Pan Hujie, Zhang Fuhao, Li Xuesong, Xu Min
Appl Opt. 2021 Aug 1;60(22):6469-6478. doi: 10.1364/AO.427578.
Classic algorithms for computed tomography of chemiluminescence include two main steps: tomographic weight matrix calculation using imaging models, and inverse calculation using algebraic reconstruction techniques (ARTs). However, pre-calculated weight matrices require a large amount of storage, and accurate voxel weights may not be obtained using a simplified imaging model. In this study, we propose a new, to the best of our knowledge, method named the multi-weight encode reconstruction network (Multi-WERNet) to learn the implicit light propagation physics from the multi-projections of different flames and simultaneously reconstruct the 3D flame chemiluminescence. The reconstructed results from Multi-WERNet are close to those of ART, and no radial streak is found, which is commonly seen in ART-based methods. With the help of information from different flames, the results reconstructed with 5 views using Multi-WERNet outperform the ART method. Moreover, Multi-WERNet successfully learns the implicit light propagation physics as a voxel weight encoder and can be transferred to unseen cases. Finally, Multi-WERNet is found to have higher robustness than ART in reconstruction with imperfect projections, which makes the algorithm more practical.

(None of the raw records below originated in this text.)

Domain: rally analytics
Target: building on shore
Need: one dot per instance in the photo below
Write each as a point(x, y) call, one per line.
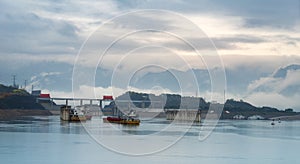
point(183, 115)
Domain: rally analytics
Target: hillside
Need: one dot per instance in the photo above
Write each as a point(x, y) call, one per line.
point(231, 107)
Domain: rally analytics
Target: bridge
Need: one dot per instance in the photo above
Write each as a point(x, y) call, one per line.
point(70, 99)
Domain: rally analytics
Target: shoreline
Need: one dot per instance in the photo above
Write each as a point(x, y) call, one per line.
point(10, 114)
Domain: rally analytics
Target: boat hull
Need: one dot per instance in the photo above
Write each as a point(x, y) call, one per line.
point(118, 120)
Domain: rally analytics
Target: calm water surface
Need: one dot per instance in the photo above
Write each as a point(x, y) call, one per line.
point(48, 140)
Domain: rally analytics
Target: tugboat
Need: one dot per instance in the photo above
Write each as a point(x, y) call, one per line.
point(69, 114)
point(113, 115)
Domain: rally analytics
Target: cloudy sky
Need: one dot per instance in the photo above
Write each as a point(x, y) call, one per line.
point(114, 43)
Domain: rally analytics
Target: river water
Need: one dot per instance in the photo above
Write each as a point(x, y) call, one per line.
point(48, 140)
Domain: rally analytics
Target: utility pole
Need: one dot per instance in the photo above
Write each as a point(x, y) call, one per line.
point(14, 81)
point(25, 84)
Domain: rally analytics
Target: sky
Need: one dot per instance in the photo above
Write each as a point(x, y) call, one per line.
point(45, 42)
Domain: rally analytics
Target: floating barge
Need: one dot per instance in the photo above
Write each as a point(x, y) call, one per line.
point(121, 120)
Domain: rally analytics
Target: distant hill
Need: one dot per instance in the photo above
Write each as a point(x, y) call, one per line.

使用成像模型进行断层权重矩阵计算,以及使用代数重建技术(ART)进行反演计算。然而,预先计算的权重矩阵需要大量存储空间,并且使用简化成像模型可能无法获得准确的体素权重。在本研究中,据我们所知,我们提出了一种名为多权重编码重建网络(Multi-WERNet)的新方法,以从不同火焰的多投影中学习隐式光传播物理,并同时重建三维火焰化学发光。Multi-WERNet的重建结果与ART的结果接近,并且未发现基于ART的方法中常见的径向条纹。借助来自不同火焰的信息,使用Multi-WERNet从5个视图重建的结果优于ART方法。此外,Multi-WERNet成功地将隐式光传播物理学习为体素权重编码器,并且可以转移到未见案例。最后,发现在使用不完美投影进行重建时,Multi-WERNet比ART具有更高的鲁棒性,这使得该算法更具实用性。